The Box Model
CSS treats your Web page as if every element it contains is enclosed in an invisible box. The box is comprised of a content area, the space surrounding that area (padding), the outside edge of the padding (border), and the invisible space around the border (margin).
You can use CSS to determine both the appearance and the position of each element's box, and in so doing, have considerable control over the layout of your Web page.
Figure. Each element's box has four important properties that determine its size: in order from the center to the outside they are the content area, the padding, the border, and the margin.

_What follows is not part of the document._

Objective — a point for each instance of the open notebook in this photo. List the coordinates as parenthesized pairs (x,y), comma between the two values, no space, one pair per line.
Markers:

You can control each property (and even parts of each of these properties) individually.
As we discussed earlier (see page 30), an element's box may be block-level (thereby generating a new paragraph) or inline (not generating a new paragraph). This trait governs the initial layout of the Web page: by default, elements are displayed in the order that the (X)HTML flows from top to bottom, with line breaks at the beginning and end of each block-level element's box.

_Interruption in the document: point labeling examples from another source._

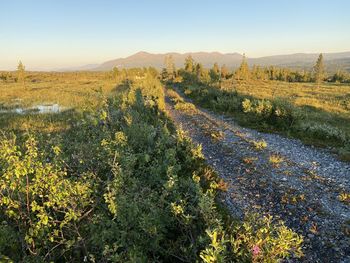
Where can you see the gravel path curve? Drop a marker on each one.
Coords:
(294, 182)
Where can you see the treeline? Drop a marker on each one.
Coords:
(194, 71)
(123, 185)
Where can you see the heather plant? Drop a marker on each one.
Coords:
(118, 183)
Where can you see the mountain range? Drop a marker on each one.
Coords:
(333, 61)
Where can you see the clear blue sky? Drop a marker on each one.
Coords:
(47, 34)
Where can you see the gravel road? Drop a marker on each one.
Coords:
(296, 183)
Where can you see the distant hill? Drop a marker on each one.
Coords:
(333, 61)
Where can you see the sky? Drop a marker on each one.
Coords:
(54, 34)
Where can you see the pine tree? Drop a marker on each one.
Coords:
(189, 64)
(21, 72)
(199, 71)
(243, 71)
(215, 73)
(224, 72)
(319, 70)
(170, 67)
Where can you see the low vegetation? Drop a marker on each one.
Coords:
(111, 180)
(318, 113)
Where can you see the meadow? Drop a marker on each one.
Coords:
(110, 179)
(319, 116)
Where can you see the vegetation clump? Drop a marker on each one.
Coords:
(120, 184)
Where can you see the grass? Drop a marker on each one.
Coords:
(260, 145)
(111, 179)
(317, 116)
(69, 89)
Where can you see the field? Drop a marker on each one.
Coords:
(109, 179)
(319, 116)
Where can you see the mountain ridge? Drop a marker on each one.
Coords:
(334, 61)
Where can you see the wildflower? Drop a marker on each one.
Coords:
(255, 250)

There are four principal ways to position an element box: you can leave the box in the flow (the default, also called static), you can remove the box from the flow and specify its exact coordinates with respect to either its parent element (absolute) or the browser window (fixed), or you can move the box with respect to its default position in the flow (relative). In addition, if boxes overlap one another, you can specify the order in which they should do so (z-index).
Once you've determined where the box should go, you can control its appearance, including its padding, border, margins, size, alignment, color, and more. We'll discuss all of these properties in this chapter.
Note that some layout properties, particularly em and percentage values, depend on an element's parent. Remember that a parent is the element that contains the current element (see page 30).